Interior Northeast I-Corps

I-Corps Hubs are funded and guided by the National Science Foundation to support scientific innovators on their entrepreneurial journeys. We built the Interior Northeast region a new brand system from the ground up that will lead and support participating institutions.

allison@studiorelays.com ---

The Beginning

The Interior Northeast (IN) Hub of I-Corps is currently comprised of 10 partner institutions from Dartmouth College to West Virginia University, with plans to add another each year for the next five years. There are other regional hubs across the country, and one goal here was to differentiate the IN I-Corps from the rest.

Discovery

Our initial Discovery phase is key in establishing goals, expectations, and cadence. It’s great as both a vibe-check and placing names with faces. We worked with the organizing team at Cornell University to do an in-depth discovery including a survey of other participating institutions’ stakeholders.

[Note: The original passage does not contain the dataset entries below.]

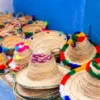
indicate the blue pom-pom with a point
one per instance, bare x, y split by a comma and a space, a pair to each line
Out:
74, 45
6, 12
77, 32
66, 98
0, 49
5, 49
74, 65
16, 48
27, 36
68, 37
19, 31
33, 17
29, 22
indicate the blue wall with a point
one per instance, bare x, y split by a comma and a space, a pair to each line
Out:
63, 15
92, 19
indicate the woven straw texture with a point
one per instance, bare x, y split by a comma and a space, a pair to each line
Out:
10, 41
50, 40
41, 75
82, 53
32, 93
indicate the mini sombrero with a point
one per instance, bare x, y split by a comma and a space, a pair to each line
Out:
21, 56
4, 17
36, 94
33, 28
24, 19
9, 42
83, 85
42, 72
78, 50
48, 39
8, 30
4, 61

What we found was that the responses were very much in sync: innovation and collaboration were at the forefront of everyone’s feedback. The consistency among responses gave us more to discuss during the end of Discovery, providing ample inspiration and material to explore throughout a variety of deliverables.

Design Time

With survey results in hand we did what we always do…

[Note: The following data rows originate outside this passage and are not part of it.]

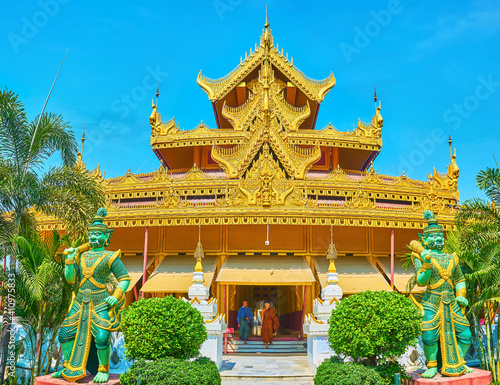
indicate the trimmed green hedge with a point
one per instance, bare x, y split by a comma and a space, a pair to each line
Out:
162, 327
374, 326
330, 372
172, 371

We sketched. After looking at the other I-Corps hub logos we knew we could make something new and memorable. Exploration ranged from the literal (IN) to the weird. With innovation as a driving characteristic worth illustrating, we also felt compelled to include a nod to the technological focus of the program. A pixel grid was created as the icon foundation. From there, arranging the “pixels” to form a directional symbol was a no-brainer. We refined the shape to be asymmetrical and modern, with a combination of sharp and rounded corners, to represent all forms of innovation.

An Icon

The I-Corps brand is primarily digital, with immediate need for only a few print pieces (lots of potential for more). So the strong screen focus encouraged us to experiment with a few GIF outputs to add a dynamic element beyond a superimposed logo on a video, although the icon is great for that too.

The System: A Unique Challenge

One of our priorities in building out this brand system was ensuring that the character of each partner institution was not lost or overridden and that the system was easy to use for everyone involved. 10+ institutions means 10+ different marketing teams… yet the hub’s materials need to feel cohesive across institutions. We built a set of design conventions that take a co-branding approach and kept institutional styles in mind as we developed typography, color, and design systems.

Typography

We utilized open source fonts for the brand, from the lockup to the body copy. To compliment our I-Corps assets with existing institution brands, we chose typefaces that would pair well with collegiate (serif) counterparts.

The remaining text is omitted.